Very sleek but unfortunately even this did not help solve the problem.

Final Solution. There was no alternative now but to replace the motherboard with a supported board. I chose the easily available DG41RQ mother board. I have a NVIDIA GFORCE 8400 GS video card so on board Video was not being used. I also use Logitech Z10 Speakers which have their own USB audio processing so onboard audio was also not going to be used. So all in all this seemed to be a very cost effective solution.

The new DG41RQ board is much smaller than my old DG965RY board and fitted in my old case very well. The new board does not have any setting for SATA which hopefully meant it worked in native SATA mode. There was only one way to test it, to load the Ghost Image of C: drive I had taken on 21st OCT before the Windows 7 Launch Party and hope for the best.

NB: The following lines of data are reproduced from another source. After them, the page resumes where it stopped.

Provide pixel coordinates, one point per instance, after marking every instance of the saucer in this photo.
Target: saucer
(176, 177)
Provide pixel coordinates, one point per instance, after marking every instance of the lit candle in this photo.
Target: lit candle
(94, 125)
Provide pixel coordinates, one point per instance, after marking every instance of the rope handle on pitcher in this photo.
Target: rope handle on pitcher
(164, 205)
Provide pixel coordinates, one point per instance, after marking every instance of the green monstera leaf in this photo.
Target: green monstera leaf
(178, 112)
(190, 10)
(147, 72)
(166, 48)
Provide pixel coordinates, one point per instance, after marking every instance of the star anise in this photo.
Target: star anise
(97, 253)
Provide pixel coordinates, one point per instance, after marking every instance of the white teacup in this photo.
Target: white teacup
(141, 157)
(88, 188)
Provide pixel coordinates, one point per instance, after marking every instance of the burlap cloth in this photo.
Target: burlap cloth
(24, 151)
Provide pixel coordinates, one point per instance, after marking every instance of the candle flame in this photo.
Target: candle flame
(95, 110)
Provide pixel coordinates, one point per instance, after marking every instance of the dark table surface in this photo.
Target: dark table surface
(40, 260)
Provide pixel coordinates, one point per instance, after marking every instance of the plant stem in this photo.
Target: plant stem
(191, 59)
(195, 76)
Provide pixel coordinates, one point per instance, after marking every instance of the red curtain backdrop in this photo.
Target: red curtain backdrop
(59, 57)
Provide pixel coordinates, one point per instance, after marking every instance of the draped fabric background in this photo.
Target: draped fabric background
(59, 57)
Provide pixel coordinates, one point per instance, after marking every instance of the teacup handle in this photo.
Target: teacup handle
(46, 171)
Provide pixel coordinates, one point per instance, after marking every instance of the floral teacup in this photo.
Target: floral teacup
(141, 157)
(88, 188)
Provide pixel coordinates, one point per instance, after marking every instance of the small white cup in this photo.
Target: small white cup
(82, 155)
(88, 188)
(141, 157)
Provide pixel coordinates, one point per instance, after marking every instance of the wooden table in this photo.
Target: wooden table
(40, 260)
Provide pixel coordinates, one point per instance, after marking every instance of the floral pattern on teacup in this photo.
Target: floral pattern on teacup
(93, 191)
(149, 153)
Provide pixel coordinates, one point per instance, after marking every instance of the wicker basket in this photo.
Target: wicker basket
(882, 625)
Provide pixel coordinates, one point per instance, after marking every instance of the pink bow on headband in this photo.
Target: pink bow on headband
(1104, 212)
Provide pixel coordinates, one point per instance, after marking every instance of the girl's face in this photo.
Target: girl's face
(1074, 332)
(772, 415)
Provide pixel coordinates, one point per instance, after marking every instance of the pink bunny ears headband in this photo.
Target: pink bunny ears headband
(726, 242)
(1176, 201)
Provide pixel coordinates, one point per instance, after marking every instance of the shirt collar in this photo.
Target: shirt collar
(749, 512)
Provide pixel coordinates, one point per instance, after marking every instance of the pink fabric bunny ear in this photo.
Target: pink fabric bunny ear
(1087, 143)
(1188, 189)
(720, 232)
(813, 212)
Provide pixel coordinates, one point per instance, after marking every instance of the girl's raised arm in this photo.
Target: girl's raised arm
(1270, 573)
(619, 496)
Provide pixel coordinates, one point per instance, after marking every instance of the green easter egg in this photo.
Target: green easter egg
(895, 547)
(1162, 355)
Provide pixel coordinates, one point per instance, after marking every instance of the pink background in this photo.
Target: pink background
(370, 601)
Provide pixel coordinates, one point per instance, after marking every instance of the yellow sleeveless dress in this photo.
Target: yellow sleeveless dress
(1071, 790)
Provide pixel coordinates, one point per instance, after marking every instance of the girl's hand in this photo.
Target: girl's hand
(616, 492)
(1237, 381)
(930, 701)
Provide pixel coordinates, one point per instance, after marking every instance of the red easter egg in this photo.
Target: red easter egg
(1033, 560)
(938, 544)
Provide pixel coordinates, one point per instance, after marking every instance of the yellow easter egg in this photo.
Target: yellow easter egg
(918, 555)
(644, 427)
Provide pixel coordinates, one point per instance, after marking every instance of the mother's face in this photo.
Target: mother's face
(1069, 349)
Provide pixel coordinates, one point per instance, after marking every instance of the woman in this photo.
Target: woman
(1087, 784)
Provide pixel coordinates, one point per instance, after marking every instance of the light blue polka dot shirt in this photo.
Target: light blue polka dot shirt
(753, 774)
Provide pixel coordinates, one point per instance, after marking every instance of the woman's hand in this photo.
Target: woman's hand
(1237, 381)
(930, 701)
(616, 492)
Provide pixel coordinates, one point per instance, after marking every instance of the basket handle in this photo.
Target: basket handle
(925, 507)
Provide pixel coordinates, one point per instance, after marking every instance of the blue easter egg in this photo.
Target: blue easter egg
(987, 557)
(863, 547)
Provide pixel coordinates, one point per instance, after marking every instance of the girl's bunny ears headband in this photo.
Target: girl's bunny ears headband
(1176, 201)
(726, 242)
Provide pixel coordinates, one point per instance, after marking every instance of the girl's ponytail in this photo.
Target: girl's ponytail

The Ghost Image backup process is really great; very convenient and efficient. It has saved my skin may times in the past and did not fail me now. Some twenty minutes of wait for the 091121W7.GHO 8GB file to be restored and Bingo the machine booted with Windows 7 back in time as of 21st OCT. Collective sigh of relief all around.

In hindsight it seems this two days effort was worth it. I got a machine which will be supported by Windows 7. It will run cooler. The Windows Experience Index has gone from 3.4 to 3.5 so there is some improvement in performance. Renewed my faith in Ghost Image backup.

Now that I had changed my motherboard  Windows Activation promptly detected it and asked me to reactivate.